Alors je me suis amusée.
J’ai commencé en ajustant à la suite les unes des autres les expressions trouvées sur cette liste :
http://www.expressio.fr/toutes_les_expressions.php
Ensuite j’ai bricolé l’une d’entre elles pour monter une histoire en bec d’épingle à la Desproges.
Mais « ça », se sera pour l’article suivant « suivez le fil ».

Citations de Pierre Desproges: 

« Est-il Dieu possible, en pleine mouvance des droits de la femme, que des bougresses se plient encore aux ordres fascisants d’une espèce de Ubu prostatique de la mode, qui au lieu de crever de honte dans son anachronisme, continue de leur imposer le carcan chiffonneux de ses fantasmes étriqués, et cela, jusqu’au fin fond populaire de nos plus mornes Prisunic ?
Je t’en prie, ma femme, ma sœur, mon amour, mets ton jean, ou reste nue, mais ne marche pas dans la mode, ça porte malheur. »

« Moi, j’ai pas de cancer, j’en aurai jamais je suis contre. »

« La seule certitude que j’ai, c’est d’être dans le doute… »

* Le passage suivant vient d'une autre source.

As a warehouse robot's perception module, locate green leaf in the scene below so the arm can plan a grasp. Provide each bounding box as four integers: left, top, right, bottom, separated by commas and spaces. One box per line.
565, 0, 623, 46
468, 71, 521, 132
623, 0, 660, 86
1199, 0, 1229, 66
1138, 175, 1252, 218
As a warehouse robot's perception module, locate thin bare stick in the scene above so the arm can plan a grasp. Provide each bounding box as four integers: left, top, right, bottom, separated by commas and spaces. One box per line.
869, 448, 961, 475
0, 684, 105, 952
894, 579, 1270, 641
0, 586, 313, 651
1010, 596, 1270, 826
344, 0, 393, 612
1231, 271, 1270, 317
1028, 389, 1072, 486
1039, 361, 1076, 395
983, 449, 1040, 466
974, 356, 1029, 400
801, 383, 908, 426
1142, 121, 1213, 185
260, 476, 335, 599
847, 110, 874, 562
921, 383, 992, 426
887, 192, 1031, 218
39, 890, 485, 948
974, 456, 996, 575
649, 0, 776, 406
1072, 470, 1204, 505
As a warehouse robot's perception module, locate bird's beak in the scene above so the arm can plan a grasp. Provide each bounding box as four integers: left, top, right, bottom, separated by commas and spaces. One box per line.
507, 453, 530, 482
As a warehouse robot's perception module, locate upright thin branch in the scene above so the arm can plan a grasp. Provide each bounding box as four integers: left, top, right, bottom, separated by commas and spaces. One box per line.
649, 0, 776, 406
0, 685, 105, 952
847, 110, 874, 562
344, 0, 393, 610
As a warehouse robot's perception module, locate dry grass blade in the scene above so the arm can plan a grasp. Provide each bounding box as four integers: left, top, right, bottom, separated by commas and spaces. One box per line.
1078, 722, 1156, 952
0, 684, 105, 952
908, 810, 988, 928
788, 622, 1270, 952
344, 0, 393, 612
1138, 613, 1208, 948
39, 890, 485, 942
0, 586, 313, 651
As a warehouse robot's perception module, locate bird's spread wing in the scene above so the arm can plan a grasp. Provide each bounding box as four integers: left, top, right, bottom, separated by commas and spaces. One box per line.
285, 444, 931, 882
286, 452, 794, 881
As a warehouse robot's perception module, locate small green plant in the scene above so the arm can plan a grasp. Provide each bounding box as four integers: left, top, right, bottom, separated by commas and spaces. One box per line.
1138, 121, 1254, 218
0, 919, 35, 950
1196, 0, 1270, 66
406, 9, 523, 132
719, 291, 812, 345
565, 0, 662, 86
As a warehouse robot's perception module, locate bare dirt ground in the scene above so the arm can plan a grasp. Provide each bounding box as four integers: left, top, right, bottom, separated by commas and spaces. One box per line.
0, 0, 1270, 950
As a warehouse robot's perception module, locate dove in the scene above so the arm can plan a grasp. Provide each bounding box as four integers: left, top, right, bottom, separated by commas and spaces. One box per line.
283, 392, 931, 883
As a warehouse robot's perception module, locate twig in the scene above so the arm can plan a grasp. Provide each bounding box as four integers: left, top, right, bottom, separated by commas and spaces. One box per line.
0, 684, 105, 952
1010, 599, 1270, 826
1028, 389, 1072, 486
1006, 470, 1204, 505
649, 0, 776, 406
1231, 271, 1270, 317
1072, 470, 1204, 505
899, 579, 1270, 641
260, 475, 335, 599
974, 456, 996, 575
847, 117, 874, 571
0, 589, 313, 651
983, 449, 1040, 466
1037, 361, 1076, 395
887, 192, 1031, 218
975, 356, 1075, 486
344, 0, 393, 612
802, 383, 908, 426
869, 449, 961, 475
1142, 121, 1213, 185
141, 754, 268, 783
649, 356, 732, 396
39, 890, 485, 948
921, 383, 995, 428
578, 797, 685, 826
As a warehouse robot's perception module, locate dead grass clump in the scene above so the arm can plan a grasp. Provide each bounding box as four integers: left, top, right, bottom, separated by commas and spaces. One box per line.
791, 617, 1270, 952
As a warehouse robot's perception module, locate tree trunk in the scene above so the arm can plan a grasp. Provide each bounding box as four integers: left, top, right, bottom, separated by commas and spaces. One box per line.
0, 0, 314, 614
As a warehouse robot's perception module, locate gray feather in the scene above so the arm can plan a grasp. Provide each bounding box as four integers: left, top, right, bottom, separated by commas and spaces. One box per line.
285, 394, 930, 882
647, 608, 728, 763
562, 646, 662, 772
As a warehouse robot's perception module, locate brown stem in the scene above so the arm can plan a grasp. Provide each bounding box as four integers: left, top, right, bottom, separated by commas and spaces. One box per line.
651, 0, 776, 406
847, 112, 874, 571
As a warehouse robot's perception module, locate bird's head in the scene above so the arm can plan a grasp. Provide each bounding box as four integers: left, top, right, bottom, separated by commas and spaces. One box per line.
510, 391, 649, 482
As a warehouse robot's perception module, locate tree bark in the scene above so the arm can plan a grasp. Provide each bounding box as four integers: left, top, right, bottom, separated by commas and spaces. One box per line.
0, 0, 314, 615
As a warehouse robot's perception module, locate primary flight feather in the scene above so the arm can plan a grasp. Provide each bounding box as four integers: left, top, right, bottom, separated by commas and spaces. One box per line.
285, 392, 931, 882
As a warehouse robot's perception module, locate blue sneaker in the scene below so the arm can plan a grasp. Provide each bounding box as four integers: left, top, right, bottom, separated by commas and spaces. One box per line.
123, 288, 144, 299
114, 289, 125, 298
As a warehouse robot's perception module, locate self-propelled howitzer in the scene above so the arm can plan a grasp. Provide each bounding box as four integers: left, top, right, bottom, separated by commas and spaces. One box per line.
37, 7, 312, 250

http://orel-mirabel.over-blog.com/article-24886821.html

Et pour reprendre sur les notes de l’ïle aux enfants :

Voici venu le temps de Pierre Cyclopède,
Dans cette minute où Desproges est dans l’air,
C’est un instant joyeux même quand c’est sérieux,
Pourquoi être cons quand on peut être bons.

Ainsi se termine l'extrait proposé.